Today, Judge Magnus-Stinson of the Southern District of Indiana issued a ruling on Seven Oaks Classical School’s motion to dismiss ICPE-MC’s lawsuit against the state of Indiana and Seven Oaks Classical School. In the ruling Magnus-Stinson dismissed two of the three claims in the complaint. The case will proceed for a further discovery of facts, but now with a narrowed focus.

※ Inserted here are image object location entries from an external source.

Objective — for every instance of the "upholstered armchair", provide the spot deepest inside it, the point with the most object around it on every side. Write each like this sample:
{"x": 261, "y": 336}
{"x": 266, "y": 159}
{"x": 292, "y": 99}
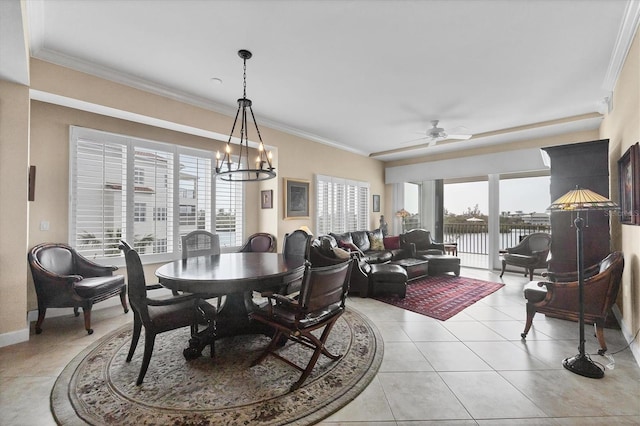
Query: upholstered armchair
{"x": 65, "y": 279}
{"x": 560, "y": 299}
{"x": 530, "y": 254}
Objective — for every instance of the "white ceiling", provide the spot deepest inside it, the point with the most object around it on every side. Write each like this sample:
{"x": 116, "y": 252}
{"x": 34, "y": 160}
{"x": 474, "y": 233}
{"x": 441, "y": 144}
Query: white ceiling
{"x": 364, "y": 75}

Last March, Seven Oaks Classical School, a public charter school, found itself party to a lawsuit brought by the Indiana Coalition for Public Education-Monroe County (ICPE-MC). ICPE accused the school of following Indiana’s charter law, but found fault with that law because it allowed all accredited 4-year colleges in Indiana to become authorizers. That includes Grace College, which happens to be a religious college. Grace followed the standard state procedure to become an authorizer, and has now authorized four public charter schools in Indiana, including Seven Oaks Classical School. ICPE alleges that Grace’s involvement in the authorizing process violates the Establishment Clause of the U.S. Constitution, as well as the Indiana Constitution.
“I find it curious that this suit was brought by a group that claims to support public education. We’re a public school that offers parents the option of a classical education in a small-school environment,” says Stephen Shipp, Headmaster of Seven Oaks Classical School.

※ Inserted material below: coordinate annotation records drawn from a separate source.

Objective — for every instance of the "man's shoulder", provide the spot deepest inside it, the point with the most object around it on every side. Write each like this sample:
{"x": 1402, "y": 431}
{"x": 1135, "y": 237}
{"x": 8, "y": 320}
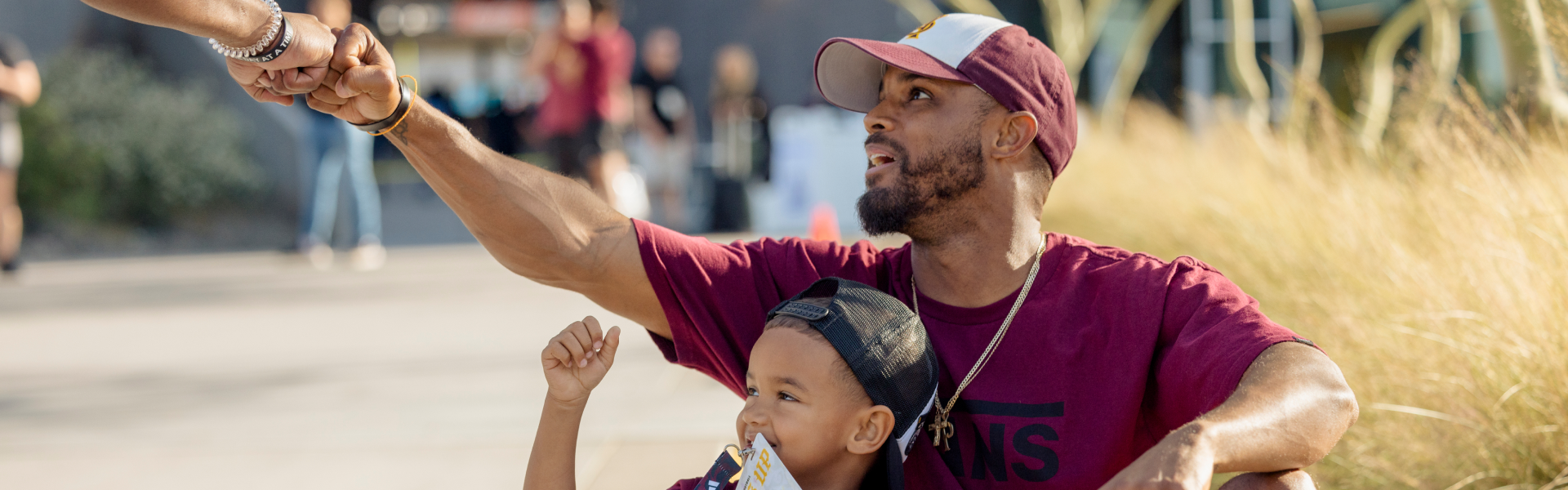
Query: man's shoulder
{"x": 1085, "y": 256}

“So far,” Shipp says, “the parents of over two hundred students have decided that Seven Oaks was the best option for their child. As we enter enrollment season for next year, I’m encouraged that the court has so far ruled in our favor.”
The federal district court has now dismissed two of the three claims brought by ICPE-MC for lack of constitutional merit. That includes the claim that Seven Oaks’ payment of a state-authorized administrative fee to Grace College violates the Establishment Clause. As for the remaining complaint about the state’s granting of authority to Grace to issue charters, the court offered no support for ICPE-MC’s argument. The court has only said that it is unable to decide the issue based only on the allegations of the complaint. The trial will proceed to discovery with a narrowed focus.
“I look forward to our final vindication after the court has the facts it needs to reach its final ruling,” says Matt Wolf, president of the Seven Oaks board. “In the end, we trust that the court will affirm the constitutionality of the Indiana’s charter law.”